DMZ, South Korea – Rappler's Southeast Asia correspondent Natashya Gutierrez visits the Korean Demilitarized Zone a week before the inter-Korea summit – a historic meeting between Kim Jong-Un of Pyongyang and Moon Jae-in of Seoul.
Watch her report above.
NATASHYA GUTIERREZ, REPORTING: I'm standing here just two kilometers from the North Korean border. Even from here we can hear the propaganda song.
This is the Demilitarized Zone, better known as the DMZ. The DMZ was created in 1953 to end the 3-year Korean war. It was established as a buffer zone in an armistice signed by North Korea, China, and the United Nations to signal a temporary cessation of fighting, and has since become a de facto border between North and South Korea. Because no peace treaty has ever been signed, the two sides are technically still at war.
Here in the DMZ is also where the meeting between South Korea President Moon Jae-in and North Korean leader Kim Jong-Un is scheduled to take place.
A major point of negotiation in the summit is this DMZ, one of the most enduring signs of the conflict. The 4-km wide stretch of land is ironically, highly militarized. Soldiers of both Koreas patrol each side of the DMZ, and both sides have artillery ready in case of conflict.
Both leaders are expected to decide what to do with DMZ when they meet. Hopes are high that it will be returned to its "original state," wherein troops, artillery, and military weapons would be pulled back.

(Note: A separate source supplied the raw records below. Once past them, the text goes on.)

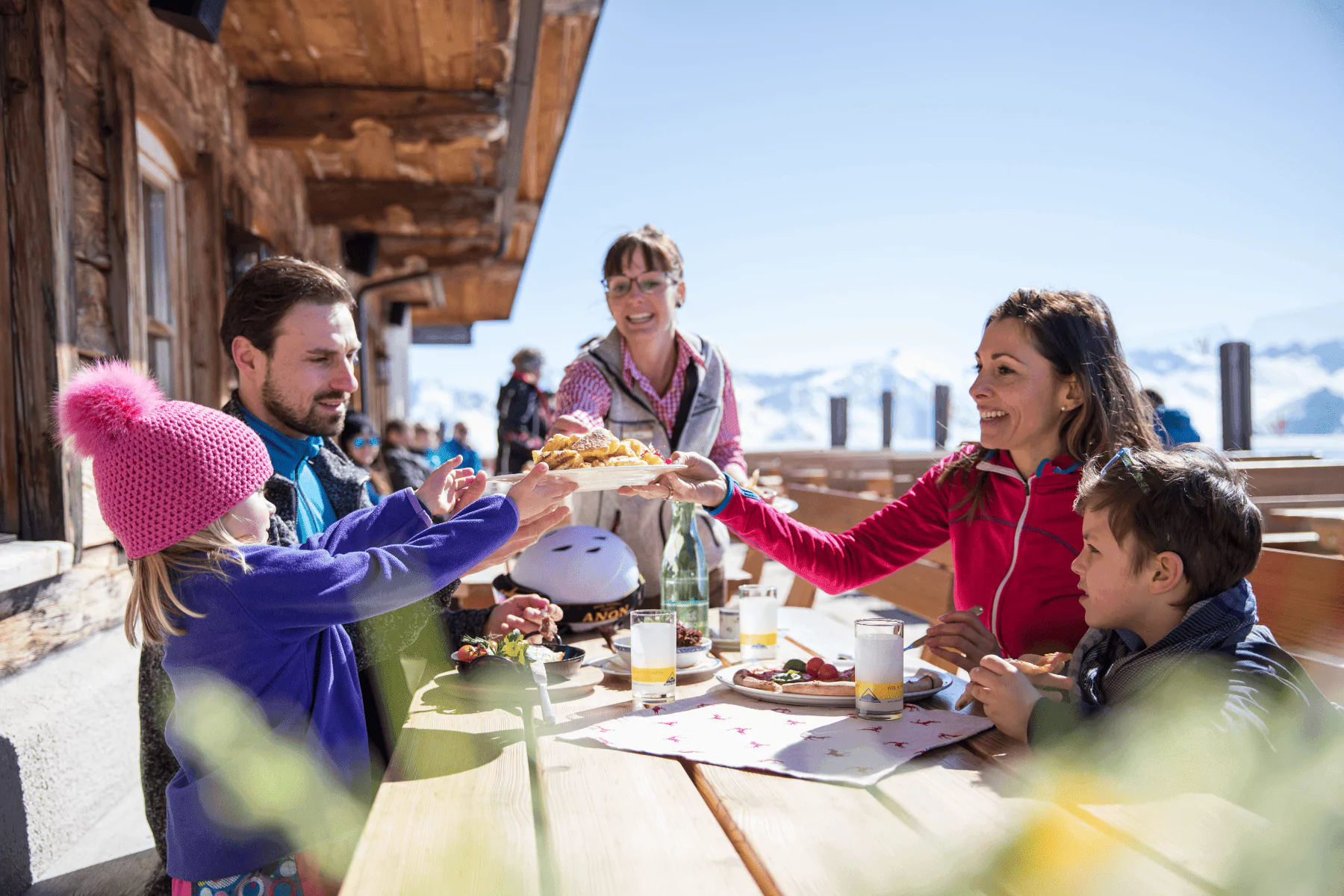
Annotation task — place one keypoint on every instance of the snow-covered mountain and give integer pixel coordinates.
(1297, 390)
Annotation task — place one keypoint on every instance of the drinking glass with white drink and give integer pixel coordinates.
(759, 615)
(653, 657)
(880, 668)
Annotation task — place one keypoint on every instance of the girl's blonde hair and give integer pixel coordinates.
(154, 602)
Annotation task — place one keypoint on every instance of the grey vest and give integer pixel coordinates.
(644, 523)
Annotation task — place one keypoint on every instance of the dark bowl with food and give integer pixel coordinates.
(492, 671)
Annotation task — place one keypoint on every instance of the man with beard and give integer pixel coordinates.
(290, 331)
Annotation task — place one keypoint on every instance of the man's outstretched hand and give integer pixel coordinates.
(537, 494)
(447, 491)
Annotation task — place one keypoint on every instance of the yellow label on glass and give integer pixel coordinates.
(874, 692)
(651, 676)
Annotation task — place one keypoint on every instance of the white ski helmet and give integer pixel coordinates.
(588, 571)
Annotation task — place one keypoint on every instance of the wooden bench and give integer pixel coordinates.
(1293, 477)
(1292, 523)
(1301, 600)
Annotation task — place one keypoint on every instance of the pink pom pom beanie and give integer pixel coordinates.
(164, 470)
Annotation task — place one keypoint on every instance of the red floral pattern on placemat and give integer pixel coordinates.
(725, 729)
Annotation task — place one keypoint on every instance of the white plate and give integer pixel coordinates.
(604, 479)
(725, 676)
(613, 667)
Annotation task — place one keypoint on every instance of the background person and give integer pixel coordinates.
(361, 444)
(406, 469)
(1053, 391)
(1172, 423)
(289, 328)
(523, 414)
(652, 382)
(458, 447)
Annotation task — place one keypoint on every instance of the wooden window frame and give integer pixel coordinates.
(161, 171)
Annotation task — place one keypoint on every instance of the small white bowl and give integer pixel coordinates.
(685, 657)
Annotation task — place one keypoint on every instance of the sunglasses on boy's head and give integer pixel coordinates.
(1132, 467)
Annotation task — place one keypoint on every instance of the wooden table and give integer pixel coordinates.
(488, 801)
(1328, 523)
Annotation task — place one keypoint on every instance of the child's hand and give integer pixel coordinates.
(1007, 694)
(535, 494)
(523, 613)
(960, 637)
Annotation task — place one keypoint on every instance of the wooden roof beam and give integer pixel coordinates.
(280, 112)
(398, 206)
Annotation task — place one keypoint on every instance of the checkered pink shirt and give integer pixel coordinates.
(585, 394)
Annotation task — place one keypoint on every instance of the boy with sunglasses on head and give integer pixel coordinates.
(1169, 541)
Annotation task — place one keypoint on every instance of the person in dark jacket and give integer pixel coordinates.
(1169, 539)
(523, 414)
(1171, 423)
(289, 328)
(406, 469)
(458, 447)
(361, 444)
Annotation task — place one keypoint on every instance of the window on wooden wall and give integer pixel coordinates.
(161, 226)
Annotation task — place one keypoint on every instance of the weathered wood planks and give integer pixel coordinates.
(288, 113)
(38, 181)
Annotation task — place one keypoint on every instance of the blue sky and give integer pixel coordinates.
(846, 179)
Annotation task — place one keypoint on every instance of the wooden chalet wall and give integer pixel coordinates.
(410, 119)
(127, 66)
(80, 74)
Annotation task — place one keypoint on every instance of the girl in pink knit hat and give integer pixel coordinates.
(179, 484)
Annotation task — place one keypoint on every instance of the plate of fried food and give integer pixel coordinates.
(597, 461)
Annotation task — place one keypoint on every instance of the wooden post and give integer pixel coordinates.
(889, 417)
(205, 213)
(125, 240)
(1234, 361)
(8, 444)
(38, 178)
(839, 421)
(941, 408)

This meeting is historic because it is the first time a summit between the two nations will be held in the DMZ and not in Pyongyang. If the talks are successful, it would have been 65 years since the DMZ was created.
Aside from discussing the demilitarized zone, the talks aim to see North Korea agree to denuclearization – all with the goal to finally find peace between the two nations.
With the summit just one week away, North Korean leader Kim Jong-Un has said he will suspend his country's nuclear testing program, saying there is no longer a need for these tests.